Class: Intro to Creative Writing
Readings: A poetry packet featuring the poems listed below
Time: 30 minutes
Group 1: “Wherever My Dead Go When I’m Not Remembering Them” (Shapiro) and “In the Waiting Room” (Bishop)
Group 2: “Perpetually Attempting to Soar” (Ruefle) and “The Lovers of the Poor” (Brooks)
Group 3: “Your Wild Domesticated Inner Life” (Banias) and “Dorothy’s Trash:” (Johnson)
Group 4: “My Story in a Late Style of Fire” (Levis) and “The Day Lady Died” (O’Hara)
Group 5: “The Mare of Money” (Reeves) and “In Colorado My Father Scoured and Stacked Dishes” (Corral)
Group 6: “Scrabble with Matthews” (Wojahn) and “Ode to Browsing the Web” (Wicker)
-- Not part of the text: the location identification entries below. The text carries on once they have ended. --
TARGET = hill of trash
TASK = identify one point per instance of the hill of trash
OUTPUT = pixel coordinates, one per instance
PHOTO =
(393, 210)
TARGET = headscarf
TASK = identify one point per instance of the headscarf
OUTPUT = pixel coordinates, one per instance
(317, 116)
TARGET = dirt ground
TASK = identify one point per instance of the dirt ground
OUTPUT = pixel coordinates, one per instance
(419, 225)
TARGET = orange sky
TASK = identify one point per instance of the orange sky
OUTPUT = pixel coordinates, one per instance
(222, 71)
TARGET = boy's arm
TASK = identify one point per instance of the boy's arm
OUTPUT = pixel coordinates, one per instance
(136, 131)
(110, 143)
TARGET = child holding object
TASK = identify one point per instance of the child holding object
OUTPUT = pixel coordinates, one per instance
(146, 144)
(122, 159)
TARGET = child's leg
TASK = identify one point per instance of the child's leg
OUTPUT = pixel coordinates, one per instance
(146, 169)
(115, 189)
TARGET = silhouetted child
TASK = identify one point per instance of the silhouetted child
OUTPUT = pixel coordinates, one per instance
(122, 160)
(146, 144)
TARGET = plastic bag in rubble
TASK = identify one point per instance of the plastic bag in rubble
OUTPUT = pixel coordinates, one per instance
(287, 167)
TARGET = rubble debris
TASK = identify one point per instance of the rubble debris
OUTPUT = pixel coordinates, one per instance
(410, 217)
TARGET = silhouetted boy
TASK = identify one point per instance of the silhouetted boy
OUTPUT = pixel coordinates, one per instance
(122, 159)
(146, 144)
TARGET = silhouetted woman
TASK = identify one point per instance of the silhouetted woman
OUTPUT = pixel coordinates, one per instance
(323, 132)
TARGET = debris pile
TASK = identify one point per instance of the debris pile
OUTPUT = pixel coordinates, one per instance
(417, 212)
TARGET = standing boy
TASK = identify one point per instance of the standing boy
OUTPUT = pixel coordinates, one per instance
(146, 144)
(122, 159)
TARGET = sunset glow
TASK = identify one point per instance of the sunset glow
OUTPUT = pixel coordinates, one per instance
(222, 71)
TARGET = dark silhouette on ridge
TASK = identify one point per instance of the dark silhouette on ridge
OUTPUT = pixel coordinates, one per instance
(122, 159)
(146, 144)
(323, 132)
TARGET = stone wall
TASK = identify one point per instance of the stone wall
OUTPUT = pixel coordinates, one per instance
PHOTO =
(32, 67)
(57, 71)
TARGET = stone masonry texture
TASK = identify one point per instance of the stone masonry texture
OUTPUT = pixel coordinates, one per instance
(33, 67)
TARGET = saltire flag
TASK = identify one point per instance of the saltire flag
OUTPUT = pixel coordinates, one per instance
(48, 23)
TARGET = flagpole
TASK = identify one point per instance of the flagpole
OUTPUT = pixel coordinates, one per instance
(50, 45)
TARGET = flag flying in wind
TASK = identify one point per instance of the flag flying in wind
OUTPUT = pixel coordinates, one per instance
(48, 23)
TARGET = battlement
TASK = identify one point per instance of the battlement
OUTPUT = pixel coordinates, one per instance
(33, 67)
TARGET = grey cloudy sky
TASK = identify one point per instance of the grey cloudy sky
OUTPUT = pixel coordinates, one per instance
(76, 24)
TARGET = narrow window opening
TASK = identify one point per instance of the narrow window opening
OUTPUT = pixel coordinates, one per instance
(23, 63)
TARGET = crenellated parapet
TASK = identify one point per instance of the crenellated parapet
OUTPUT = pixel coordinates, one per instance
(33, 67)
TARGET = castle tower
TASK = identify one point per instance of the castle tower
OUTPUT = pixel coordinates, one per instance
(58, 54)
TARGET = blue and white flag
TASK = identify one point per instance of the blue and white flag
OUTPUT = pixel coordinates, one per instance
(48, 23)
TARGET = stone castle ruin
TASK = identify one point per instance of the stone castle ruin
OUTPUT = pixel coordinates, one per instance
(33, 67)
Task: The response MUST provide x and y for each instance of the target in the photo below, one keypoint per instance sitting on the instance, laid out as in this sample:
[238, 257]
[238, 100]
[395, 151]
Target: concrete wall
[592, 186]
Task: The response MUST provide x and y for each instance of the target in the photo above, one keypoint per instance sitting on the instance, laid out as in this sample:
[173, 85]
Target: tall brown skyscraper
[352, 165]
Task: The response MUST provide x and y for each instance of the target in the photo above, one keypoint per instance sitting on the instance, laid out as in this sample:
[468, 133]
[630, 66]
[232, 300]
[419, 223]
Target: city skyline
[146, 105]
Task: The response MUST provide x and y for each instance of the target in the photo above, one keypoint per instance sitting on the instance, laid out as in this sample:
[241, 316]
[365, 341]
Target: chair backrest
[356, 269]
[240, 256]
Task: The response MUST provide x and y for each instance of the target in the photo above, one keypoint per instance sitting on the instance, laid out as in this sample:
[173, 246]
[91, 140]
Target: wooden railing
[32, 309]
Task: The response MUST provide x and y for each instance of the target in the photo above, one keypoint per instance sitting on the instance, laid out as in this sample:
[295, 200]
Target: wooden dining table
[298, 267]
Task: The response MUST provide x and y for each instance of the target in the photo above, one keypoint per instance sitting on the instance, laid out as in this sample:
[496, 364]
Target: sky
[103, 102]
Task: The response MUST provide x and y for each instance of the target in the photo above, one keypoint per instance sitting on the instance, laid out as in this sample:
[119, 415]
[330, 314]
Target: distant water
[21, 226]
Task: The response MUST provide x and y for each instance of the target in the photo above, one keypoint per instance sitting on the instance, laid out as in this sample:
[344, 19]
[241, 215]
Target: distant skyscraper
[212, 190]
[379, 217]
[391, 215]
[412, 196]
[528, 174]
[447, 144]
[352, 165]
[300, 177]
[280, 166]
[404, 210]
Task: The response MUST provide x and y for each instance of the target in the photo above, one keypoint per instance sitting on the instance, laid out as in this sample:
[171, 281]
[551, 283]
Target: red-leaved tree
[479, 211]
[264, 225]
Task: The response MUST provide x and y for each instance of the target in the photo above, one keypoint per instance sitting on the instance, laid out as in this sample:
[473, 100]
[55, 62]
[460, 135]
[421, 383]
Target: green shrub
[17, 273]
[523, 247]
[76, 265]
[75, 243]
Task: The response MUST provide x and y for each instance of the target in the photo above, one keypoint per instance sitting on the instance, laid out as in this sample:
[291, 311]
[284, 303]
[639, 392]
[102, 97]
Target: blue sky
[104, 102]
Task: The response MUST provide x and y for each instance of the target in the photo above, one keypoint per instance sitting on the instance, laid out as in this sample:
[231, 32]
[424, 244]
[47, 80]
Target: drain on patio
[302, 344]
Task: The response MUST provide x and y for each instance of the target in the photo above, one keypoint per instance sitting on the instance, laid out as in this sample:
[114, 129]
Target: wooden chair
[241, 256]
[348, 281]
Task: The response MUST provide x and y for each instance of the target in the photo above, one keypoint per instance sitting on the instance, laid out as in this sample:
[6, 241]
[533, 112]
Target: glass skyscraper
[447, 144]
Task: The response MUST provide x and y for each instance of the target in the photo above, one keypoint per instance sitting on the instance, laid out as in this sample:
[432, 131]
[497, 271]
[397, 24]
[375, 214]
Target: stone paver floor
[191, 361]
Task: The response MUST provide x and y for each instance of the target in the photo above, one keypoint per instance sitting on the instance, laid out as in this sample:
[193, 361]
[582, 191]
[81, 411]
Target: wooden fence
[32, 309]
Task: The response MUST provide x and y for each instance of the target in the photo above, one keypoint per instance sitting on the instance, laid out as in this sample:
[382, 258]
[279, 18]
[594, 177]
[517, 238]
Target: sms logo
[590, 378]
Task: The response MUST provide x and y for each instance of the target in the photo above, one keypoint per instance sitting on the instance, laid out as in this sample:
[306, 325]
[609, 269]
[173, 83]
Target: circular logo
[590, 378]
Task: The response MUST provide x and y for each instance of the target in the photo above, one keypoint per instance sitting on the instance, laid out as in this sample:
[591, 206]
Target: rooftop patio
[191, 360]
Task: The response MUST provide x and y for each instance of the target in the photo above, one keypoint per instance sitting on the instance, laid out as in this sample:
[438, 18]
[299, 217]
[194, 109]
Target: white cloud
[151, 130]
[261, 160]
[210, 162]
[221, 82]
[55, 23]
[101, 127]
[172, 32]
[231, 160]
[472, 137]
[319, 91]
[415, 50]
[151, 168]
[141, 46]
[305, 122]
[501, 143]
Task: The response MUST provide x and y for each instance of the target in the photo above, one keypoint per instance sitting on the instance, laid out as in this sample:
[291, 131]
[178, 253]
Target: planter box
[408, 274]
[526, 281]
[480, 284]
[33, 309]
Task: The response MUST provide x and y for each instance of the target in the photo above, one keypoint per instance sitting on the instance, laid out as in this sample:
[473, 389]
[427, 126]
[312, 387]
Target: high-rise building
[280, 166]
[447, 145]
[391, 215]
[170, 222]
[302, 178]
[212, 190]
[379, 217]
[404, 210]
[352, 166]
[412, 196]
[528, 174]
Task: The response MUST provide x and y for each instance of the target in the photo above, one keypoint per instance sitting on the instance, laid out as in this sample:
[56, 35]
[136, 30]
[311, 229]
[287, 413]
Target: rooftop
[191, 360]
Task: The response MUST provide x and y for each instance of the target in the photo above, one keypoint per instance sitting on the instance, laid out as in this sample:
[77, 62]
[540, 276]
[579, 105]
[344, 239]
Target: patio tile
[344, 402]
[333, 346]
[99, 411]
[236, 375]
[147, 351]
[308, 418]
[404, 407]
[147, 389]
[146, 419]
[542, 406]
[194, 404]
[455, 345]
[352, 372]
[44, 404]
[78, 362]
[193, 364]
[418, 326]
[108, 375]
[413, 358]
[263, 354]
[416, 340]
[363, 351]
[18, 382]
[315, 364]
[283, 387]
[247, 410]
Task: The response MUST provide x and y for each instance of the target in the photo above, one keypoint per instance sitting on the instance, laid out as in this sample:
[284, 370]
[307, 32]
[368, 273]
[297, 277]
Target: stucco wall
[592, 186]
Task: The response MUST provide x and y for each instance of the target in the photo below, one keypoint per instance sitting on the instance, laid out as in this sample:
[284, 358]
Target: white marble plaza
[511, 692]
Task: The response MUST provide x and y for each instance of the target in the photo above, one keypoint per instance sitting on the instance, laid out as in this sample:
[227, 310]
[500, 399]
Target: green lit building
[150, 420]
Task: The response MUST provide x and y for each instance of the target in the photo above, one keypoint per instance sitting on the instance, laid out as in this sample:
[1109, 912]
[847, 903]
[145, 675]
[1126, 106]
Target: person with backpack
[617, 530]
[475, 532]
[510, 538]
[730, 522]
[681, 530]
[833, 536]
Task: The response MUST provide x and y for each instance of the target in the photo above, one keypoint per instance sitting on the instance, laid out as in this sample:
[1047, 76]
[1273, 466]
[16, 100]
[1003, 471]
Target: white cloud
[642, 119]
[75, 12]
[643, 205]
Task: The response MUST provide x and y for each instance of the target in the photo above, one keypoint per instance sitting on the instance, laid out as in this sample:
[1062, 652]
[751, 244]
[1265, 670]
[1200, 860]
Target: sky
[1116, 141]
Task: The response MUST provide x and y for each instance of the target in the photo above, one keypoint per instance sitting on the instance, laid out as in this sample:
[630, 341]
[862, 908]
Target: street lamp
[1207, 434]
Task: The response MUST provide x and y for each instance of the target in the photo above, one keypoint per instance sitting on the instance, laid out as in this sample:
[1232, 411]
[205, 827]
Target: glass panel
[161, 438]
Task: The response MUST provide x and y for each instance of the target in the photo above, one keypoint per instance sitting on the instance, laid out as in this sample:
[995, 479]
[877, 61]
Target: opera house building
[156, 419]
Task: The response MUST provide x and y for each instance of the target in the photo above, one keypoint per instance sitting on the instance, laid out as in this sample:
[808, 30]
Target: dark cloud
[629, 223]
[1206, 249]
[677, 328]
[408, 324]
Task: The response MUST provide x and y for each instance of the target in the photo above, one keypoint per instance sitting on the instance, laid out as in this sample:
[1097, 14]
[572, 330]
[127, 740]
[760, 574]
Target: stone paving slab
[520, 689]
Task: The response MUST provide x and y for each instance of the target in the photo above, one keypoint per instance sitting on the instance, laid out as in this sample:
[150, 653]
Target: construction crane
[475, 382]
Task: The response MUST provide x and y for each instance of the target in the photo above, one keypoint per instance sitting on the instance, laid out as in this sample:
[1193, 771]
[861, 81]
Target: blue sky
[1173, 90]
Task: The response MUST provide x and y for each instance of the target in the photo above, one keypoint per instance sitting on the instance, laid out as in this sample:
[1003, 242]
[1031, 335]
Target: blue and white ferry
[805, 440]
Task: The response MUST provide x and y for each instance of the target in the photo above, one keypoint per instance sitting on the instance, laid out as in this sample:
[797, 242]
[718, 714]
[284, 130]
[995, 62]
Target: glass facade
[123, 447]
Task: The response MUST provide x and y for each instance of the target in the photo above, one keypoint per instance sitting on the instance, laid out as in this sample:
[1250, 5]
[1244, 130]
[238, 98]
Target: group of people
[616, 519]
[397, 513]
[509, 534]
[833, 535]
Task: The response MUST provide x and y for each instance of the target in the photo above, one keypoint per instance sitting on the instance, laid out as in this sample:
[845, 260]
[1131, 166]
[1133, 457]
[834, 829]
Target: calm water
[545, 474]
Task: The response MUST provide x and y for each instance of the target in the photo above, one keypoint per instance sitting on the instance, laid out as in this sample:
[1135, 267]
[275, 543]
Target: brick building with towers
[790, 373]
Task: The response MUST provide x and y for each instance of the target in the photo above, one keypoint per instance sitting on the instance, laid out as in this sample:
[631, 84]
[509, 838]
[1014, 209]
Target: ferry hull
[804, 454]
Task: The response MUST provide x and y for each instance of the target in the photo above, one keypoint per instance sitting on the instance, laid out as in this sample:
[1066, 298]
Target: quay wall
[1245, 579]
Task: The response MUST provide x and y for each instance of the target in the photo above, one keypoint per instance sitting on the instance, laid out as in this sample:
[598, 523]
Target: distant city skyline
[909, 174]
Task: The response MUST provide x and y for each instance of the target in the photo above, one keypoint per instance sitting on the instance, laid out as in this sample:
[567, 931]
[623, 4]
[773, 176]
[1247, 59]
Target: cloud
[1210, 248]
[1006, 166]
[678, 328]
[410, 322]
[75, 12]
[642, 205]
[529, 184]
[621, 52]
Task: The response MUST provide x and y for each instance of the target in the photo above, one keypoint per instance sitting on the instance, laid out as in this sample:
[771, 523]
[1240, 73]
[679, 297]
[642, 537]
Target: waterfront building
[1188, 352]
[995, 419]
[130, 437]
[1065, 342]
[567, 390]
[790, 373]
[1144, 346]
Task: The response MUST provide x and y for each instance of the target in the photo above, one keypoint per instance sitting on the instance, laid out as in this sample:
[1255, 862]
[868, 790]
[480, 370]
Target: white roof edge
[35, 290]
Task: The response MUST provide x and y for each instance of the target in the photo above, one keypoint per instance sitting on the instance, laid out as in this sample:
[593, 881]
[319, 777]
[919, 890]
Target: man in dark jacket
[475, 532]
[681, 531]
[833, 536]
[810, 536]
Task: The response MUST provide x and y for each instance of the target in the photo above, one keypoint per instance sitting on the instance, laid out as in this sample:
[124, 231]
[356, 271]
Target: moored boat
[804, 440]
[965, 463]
Group 7: “The streetlamp above me darkens” (Faizullah) and “A Pornography” (Rekdal)
Group 8: “To a Fig Tree on 9th and Christian” (Gay) and “Animals Are Passing From Our Lives” (Levine)
Read each poem assigned to your group. Answer these questions:
- What’s the dramatic situation of the poem? Meaning, what’s going on? What’s the scene or the conflict? (Ex. For Matthew Olzmann’s “Notes Regarding Happiness,” the speaker is attempting to post a happy birthday message on a friend’s Facebook wall.)
- How does each poem get from its beginning to its end? Is it narrative (a story) and therefore moves in a linear fashion? Are there associative connections between images? Examine the relationship between images in these poems.
- Describe the tone. Is the poet sincere?
- Describe the style of this poem. Is the language conversational or esoteric? What does the poem sound like?
- Describe the form of this poem. Is it in couplets? A single stanza? Etcetera? How long are the lines? Why do you think the poet chose this form?
- Do these two poets have anything in common in terms of their style, strategies, or motivation for writing?
- If you were going to write an imitation of one of these poets, who would you pick? How would you begin? Start drafting a few lines using the strategies you described above.